Show Abstract | Download Original | Original Source | Check in Google Scholar | DOI: 10.70687/31bqbr09

Abstract

Waste management remains a critical challenge due to the increasing volume of solid waste and the inefficiency of manual sorting processes. This study develops and implements an Internet of Things (IoT)-based automatic waste sorting system using an ESP32 microcontroller. The proposed system integrates ultrasonic sensors, an inductive proximity sensor, and an MQ135 gas sensor to automatically detect and classify metal and non-metal waste. The system also connects to the Blynk platform to enable real-time monitoring and notification capabilities, allowing users to observe system conditions remotely. Experimental evaluation is conducted using 100 waste samples consisting of 50 metal objects and 50 non-metal objects. The results show that the system correctly classifies 48 metal samples and 42 non-metal samples. Meanwhile, 8 non-metal samples are misclassified as metal, and 2 metal samples are incorrectly detected. Based on these results, the system achieves an overall classification accuracy of 90%, indicating reliable performance in distinguishing between metal and non-metal waste materials. Further evaluation using precision, recall, and F1-score metrics confirms the effectiveness of the proposed system.
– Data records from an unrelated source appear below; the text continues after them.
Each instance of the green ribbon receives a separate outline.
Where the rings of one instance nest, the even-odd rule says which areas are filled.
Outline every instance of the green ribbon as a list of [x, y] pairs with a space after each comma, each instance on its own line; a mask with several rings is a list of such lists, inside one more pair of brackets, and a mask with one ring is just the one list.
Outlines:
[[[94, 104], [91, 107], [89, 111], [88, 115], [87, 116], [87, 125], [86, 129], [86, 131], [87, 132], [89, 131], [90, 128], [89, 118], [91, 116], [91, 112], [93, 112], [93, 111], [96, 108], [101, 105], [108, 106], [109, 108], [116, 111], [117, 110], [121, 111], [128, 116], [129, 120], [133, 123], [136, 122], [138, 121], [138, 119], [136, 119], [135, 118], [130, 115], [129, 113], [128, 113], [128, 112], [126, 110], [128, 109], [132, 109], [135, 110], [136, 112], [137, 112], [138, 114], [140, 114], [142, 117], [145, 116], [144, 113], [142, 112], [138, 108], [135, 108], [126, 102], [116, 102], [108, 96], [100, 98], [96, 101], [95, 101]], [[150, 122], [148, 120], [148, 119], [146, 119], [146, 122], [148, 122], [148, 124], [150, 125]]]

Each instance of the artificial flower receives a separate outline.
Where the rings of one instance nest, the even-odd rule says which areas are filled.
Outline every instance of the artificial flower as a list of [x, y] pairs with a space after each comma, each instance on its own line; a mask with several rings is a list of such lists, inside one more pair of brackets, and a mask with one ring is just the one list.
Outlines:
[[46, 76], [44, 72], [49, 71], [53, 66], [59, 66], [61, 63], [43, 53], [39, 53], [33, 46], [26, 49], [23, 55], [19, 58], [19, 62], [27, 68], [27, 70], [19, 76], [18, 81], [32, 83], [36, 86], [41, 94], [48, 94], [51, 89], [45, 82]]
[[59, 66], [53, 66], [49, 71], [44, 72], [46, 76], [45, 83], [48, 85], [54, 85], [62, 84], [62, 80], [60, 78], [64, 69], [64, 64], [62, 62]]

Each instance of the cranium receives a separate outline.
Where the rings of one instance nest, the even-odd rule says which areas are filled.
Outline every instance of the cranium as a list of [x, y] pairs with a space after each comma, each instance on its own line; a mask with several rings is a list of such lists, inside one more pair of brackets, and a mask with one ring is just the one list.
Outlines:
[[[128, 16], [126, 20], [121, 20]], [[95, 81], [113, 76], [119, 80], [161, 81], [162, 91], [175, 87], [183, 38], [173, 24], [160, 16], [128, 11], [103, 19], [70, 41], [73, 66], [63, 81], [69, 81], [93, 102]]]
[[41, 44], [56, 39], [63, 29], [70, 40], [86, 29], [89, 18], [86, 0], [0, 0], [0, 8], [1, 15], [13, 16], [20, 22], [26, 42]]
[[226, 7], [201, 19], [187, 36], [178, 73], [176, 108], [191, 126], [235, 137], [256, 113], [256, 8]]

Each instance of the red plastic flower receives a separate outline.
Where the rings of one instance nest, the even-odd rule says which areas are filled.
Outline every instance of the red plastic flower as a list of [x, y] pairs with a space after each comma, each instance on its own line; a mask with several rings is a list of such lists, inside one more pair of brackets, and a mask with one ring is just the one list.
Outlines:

The metal class achieves a precision of 85.71%, a recall of 96%, and an F1-score of 90.57%. For the non-metal class, the system records a precision of 95.45%, a recall of 84%, and an F1-score of 89.39%. These results demonstrate balanced classification performance for both categories. Therefore, the developed IoT-based automatic waste sorting system provides a practical and reliable approach for improving waste management efficiency and supporting intelligent waste processing based on material characteristics.